♥ How We Spent Our Summer “Vacation”

Some days in our new house, I am reminded of the movie The Money Pit. But, it’s really not so bad. Well, most days.  On the other days, J reminds me that I was the one that wanted an A-Frame house when we moved to Tahoe.

We lucked out and found our A-Frame; a rare gem with the garage located under the living space. Our new home’s only drawback: it was built in 1973 and it had not been updated since, but for a regrettable carpet layer addition and a new coat of paint on the kitchen cabinets sometime in the 1980s. The previous color of both the carpet and the cabinets: sea-foam green (shudder).

Ah, the glorious 1970s! When shag carpeting, paneled walls, kitschy light fixtures and coordinated orange and sea-foam green were considered the height of fashion and tasteful home decor. Apparently. The first thing we did was take down all the nasty curtains and blinds, which appeared to be original. And this green and white “beauty” hanging in the dining area had to go, too. Every time I looked at it, I was reminded of the Green Acres theme song.

Then began the so-not-fun task of carpet removal. J removed the blah beige carpeting only to discover a sea-foam green shag layer of carpeting underneath that. As if that wasn’t bad enough, we discovered that the sea-foam green atrocity was not the original carpet. Oh, no.

The original carpet was a bright orange and brown plaid that was actually glued to the sub-floor. Just imagine this lovely orange and brown pattern with sea-foam green kitchen cabinets and a bright orange pantry (sadly, I am not making this up). The hardwood flooring is a definite improvement, both aesthetics and allergy-wise.

Meanwhile, we began the kitchen overhaul. J spent days ripping out the original plywood cabinets, taking most of the glued-on wall paneling with them. We didn’t consider that a loss.

Naturally, there have been a few unplanned mishaps along the way. The dishwasher caught fire not long after we moved in.

I was thoughtful enough to edit the “plumber butt”  out of the photo, and you are welcome for that.

And then we had a minor flood in the main floor bathroom. That hole in the floor is where the toilet is supposed to be (sigh).

All in all, I spent a week washing dishes in the bathroom sink. Needless to say, we ate a lot of takeout that week.

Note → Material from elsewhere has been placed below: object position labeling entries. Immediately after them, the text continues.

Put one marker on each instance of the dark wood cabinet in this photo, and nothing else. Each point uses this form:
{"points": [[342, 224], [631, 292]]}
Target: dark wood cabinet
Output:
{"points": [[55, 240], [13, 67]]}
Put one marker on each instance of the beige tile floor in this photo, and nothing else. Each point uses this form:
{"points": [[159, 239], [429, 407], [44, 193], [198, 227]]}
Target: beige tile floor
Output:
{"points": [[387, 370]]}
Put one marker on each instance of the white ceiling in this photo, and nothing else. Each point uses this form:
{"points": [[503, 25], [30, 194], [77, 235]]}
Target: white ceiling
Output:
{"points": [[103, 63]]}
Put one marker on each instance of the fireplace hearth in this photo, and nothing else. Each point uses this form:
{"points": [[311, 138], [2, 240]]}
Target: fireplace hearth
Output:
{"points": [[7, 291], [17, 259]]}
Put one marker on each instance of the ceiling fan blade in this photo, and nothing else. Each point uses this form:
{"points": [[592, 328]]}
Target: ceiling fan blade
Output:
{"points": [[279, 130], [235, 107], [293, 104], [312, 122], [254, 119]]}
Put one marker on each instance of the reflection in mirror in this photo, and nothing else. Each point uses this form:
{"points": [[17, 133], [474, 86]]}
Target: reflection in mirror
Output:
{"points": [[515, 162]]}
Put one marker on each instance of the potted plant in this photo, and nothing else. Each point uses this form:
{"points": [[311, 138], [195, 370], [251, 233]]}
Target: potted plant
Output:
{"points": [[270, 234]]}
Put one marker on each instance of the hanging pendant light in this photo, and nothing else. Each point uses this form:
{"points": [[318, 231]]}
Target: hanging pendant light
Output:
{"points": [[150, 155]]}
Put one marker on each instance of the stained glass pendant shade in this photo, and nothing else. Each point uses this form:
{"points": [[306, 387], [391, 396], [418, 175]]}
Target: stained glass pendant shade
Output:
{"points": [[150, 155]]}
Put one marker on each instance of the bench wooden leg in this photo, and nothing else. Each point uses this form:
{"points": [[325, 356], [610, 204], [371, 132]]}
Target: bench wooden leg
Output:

So, the walls aren’t done yet, the hardwood floor expansion hasn’t made it to the kitchen and my counter tops are still plywood (hey, it’s “rustic”!), but I love the look of the new cabinets. The knotty pine is a definite improvement over painted (and re-painted) plywood.

Re-painting the orange and sea-foam green pantry/laundry room is next on the “to-do” list. And I am anxious to replace the crappy apartment-sized stove. But, somehow, replacing the idle stove doesn’t seem so important when the daily temperatures are in the 80s, or higher.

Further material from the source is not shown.